- Santa Lucía Location in Nicaragua
- Coordinates: 12°31′N 85°23′W﻿ / ﻿12.517°N 85.383°W
- Country: Nicaragua
- Department: Boaco Department

Area
- • Municipality: 46.63 sq mi (120.78 km^{2})

Population (2005)
- • Municipality: 8,254
- • Density: 177.0/sq mi (68.34/km^{2})
- • Urban: 2,046

= Santa Lucía, Nicaragua =

Santa Lucía (/es/) is a municipality in the Boaco department of Nicaragua. It has a population of 10,300 (2006, est.) and an extension of 120.78 km^{2}. The capital is the town of Santa Lucía located 94 km from Managua. Approx. 72% of the population lives in rural areas and 28% in the urban zones.

== Overview ==

The economy is based mainly on agriculture with around 2,200 small farmers in the whole municipality. There are also some agropecuarian activities.

The mayor of the municipality of Santa Lucía is Elba Maria Salinas Guzmán from the Constitutional Liberal Party (PLC).

== History ==

Back in the days of the Spanish colony, the town of Santa Lucía was known as Potreritos (small pasturelands, in English) and was part of the municipality of Teustepe. The town was later renamed in honor of Saint Lucy.

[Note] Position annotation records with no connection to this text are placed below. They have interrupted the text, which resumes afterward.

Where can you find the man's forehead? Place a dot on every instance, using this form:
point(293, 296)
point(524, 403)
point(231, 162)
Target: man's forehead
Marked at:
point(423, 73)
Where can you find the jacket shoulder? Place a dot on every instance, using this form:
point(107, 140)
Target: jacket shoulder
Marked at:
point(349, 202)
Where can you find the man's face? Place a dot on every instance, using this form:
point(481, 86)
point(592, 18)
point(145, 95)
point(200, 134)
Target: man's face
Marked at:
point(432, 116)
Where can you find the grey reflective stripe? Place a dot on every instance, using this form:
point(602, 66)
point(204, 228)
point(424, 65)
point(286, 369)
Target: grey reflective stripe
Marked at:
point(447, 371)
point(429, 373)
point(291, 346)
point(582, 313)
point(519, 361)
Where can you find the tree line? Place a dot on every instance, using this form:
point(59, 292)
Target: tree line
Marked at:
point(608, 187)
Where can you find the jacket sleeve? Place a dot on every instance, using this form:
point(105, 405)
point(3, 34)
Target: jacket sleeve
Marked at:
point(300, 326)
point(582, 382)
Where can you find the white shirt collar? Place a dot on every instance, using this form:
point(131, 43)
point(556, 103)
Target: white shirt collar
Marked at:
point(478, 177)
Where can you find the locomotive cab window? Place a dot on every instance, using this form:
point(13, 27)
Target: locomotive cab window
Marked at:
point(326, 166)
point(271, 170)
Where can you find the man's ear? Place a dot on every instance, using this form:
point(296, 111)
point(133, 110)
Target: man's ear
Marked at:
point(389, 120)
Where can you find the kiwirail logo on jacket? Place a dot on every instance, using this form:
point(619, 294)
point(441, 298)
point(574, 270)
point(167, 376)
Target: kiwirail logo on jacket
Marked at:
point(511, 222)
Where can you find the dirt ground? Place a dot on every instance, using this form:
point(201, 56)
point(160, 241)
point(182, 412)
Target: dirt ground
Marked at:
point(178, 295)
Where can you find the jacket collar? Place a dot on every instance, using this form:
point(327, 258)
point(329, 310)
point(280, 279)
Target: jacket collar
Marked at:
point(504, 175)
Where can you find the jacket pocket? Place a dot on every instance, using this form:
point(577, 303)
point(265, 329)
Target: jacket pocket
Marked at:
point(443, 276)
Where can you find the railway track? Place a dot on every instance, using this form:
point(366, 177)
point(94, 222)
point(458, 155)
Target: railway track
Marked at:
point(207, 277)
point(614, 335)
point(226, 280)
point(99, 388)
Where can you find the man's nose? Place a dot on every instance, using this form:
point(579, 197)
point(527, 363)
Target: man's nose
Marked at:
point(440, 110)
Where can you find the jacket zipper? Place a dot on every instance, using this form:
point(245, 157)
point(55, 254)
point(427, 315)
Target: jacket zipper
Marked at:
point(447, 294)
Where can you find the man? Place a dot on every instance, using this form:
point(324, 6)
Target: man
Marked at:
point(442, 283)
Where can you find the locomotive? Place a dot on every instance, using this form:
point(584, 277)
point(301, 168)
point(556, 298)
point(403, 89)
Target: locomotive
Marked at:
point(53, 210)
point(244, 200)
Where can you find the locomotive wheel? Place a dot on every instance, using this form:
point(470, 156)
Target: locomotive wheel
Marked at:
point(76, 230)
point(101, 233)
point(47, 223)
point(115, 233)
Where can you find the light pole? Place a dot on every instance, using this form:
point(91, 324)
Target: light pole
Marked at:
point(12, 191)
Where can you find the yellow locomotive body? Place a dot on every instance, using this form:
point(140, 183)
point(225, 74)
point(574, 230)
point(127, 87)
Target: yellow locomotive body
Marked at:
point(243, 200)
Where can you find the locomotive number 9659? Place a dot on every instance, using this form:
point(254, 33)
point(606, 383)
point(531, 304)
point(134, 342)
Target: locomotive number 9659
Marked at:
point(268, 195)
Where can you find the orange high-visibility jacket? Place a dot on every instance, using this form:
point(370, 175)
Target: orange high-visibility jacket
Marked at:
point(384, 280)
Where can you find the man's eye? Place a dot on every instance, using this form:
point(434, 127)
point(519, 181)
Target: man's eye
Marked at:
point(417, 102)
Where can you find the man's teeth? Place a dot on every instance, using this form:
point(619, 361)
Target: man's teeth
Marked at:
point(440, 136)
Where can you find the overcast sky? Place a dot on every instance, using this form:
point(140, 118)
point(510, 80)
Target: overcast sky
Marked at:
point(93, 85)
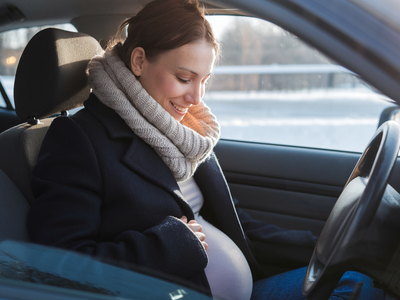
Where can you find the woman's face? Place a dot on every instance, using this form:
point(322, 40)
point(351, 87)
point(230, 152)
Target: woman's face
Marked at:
point(177, 78)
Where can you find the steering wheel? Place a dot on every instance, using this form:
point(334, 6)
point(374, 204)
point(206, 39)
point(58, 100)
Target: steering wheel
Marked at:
point(361, 233)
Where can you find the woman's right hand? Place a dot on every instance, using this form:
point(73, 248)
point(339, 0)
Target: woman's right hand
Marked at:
point(197, 229)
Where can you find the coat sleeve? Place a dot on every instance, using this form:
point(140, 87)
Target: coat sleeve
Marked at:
point(68, 187)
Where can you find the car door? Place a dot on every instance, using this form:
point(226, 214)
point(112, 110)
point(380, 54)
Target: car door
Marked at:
point(294, 124)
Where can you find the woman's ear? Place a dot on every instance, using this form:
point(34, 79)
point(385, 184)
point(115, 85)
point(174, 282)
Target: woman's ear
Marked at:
point(138, 57)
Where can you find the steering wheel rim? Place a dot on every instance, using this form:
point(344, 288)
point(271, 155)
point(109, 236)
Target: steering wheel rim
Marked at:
point(344, 231)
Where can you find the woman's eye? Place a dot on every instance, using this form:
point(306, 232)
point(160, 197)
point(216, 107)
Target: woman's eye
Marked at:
point(183, 80)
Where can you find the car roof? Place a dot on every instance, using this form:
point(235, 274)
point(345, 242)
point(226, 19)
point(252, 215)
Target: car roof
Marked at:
point(99, 18)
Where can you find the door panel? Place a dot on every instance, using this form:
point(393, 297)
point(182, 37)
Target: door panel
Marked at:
point(292, 187)
point(288, 186)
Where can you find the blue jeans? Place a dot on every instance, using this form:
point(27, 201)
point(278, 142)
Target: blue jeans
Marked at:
point(288, 286)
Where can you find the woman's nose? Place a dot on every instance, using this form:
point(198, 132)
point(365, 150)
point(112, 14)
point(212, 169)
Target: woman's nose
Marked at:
point(195, 95)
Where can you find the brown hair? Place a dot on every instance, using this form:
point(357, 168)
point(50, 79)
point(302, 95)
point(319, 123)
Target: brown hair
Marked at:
point(163, 25)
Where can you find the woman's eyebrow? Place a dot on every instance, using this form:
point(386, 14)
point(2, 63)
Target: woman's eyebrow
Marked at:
point(193, 72)
point(185, 69)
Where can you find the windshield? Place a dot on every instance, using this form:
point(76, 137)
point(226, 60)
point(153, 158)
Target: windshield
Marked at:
point(385, 10)
point(29, 263)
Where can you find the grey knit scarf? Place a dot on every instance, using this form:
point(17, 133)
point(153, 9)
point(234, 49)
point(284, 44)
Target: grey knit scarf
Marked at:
point(181, 145)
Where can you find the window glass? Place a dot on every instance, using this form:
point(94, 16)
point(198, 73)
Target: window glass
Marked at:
point(12, 43)
point(271, 87)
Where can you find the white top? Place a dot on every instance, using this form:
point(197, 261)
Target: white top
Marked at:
point(228, 272)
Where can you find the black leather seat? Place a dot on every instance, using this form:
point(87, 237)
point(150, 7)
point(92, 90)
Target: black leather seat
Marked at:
point(50, 79)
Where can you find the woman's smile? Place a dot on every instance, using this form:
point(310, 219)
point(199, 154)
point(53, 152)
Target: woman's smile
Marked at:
point(180, 109)
point(176, 79)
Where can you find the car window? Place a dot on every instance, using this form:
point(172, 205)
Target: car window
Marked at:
point(12, 43)
point(271, 87)
point(42, 270)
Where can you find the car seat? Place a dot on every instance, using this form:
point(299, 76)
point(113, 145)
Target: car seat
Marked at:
point(50, 80)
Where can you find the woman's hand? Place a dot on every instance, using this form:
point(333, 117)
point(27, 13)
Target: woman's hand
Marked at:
point(197, 229)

On August 16, 1904, the town of Santa Lucía became the capital town of the homonymous municipality and part of the Boaco department.

== Local festivities ==

From December 10 to 17 in honor of Saint Lucy. The festivities continues on February 12 and 13. The municipality celebrates its patron with corridas, popular fiestas and religious activities during the festivities.